Investors who prefer to defer their payment of capital gains taxes when selling an investment property are sometimes interested in the details of executing a 1031 Exchange. A properly transacted 1031 can allow the taxpayer to sell an asset and reinvest the proceeds in other investment property while deferring the tax on any gains. This tool can contribute to leveraging success and is repeatable, compounding the value.
For example, suppose you buy a rental house for $200,000. Three years later, you want to buy an office park. You can sell the rental home for $300,000 but prefer not to pay the tax on the $100,000 gain you accrued in the rising market. If you complete the transaction using a 1031 exchange, you can defer the recognition of the gain and reinvest the entire proceeds. Further, you can continue this process with sequential exchanges. If you successfully maintain the deferral until your death, your heir will inherit the final properties with a stepped-up basis to their then-current value, effectively eliminating the tax.
What about State Capital Gains Taxes?
Most states impose a capital gains tax on top of the federal levy. The rates vary from a high mark of 13.3 percent in California to 2.9 percent in North Dakota (and zero in eight states). States that do not have a capital gains tax include Florida and Texas, which have no state income tax on ordinary or capital income. Again, the amounts and procedures vary. You can also defer these state capital gains taxes using the 1031 process. Some of these states have clawback provisions so that if the investor sells the replacement property later, the state retrieves the gain they would have taxed the investor on at that time.

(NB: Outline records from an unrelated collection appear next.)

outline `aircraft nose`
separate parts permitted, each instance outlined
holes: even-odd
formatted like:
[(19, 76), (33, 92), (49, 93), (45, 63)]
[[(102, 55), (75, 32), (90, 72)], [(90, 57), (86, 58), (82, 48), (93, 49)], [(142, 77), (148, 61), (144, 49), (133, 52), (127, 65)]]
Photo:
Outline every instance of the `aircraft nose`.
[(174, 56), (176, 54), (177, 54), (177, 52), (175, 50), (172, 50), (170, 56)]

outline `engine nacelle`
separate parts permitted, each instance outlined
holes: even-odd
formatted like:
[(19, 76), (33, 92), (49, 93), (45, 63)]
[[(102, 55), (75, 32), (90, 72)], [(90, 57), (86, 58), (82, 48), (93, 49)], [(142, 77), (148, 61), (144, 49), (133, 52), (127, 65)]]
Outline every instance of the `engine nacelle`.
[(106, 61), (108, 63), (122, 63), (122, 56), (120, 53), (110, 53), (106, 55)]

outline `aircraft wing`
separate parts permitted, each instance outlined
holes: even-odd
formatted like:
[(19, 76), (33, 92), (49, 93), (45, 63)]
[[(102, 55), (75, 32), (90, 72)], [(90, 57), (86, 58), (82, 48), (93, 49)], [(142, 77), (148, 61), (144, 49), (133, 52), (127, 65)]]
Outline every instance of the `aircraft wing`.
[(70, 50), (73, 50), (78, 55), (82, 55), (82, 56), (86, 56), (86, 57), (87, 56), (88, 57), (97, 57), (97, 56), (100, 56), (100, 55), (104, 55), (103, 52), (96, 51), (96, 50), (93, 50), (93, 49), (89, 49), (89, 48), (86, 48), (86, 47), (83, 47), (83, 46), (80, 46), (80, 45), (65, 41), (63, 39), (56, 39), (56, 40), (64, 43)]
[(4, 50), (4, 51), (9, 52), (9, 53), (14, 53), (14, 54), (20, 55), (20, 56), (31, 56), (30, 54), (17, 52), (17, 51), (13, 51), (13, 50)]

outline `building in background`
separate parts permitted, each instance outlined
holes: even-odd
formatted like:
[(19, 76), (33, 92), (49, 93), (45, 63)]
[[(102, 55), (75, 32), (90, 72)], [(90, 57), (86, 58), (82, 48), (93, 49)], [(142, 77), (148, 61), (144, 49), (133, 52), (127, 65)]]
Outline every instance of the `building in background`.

One state that does not allow deferral of state capital gains taxes is Pennsylvania. Residents of the commonwealth must pay the tax on the gain, even if they have deferred at the federal level.
What Is the Advantage of Completing a 1031 Exchange?
Investors have varied reasons for wanting to replace one property in their portfolio with another. Most real estate assets are eligible for exchange using the tool, so investors that want to move from one geographic area to another (or spread out their holdings) can do so. Investors can also change sectors, perhaps switching from rental housing to hospitality or self-storage. Finally, a 1031 exchange is a feasible means of moving from direct ownership to fractional ownership, such as with a REIT. For investors seeking less active involvement, that may be a motivation.
Keep in mind that the process is complex and requires careful adherence to the rules. Investors must employ a Qualified Intermediary to complete the exchange, or the transaction will fail, and the taxes will be due.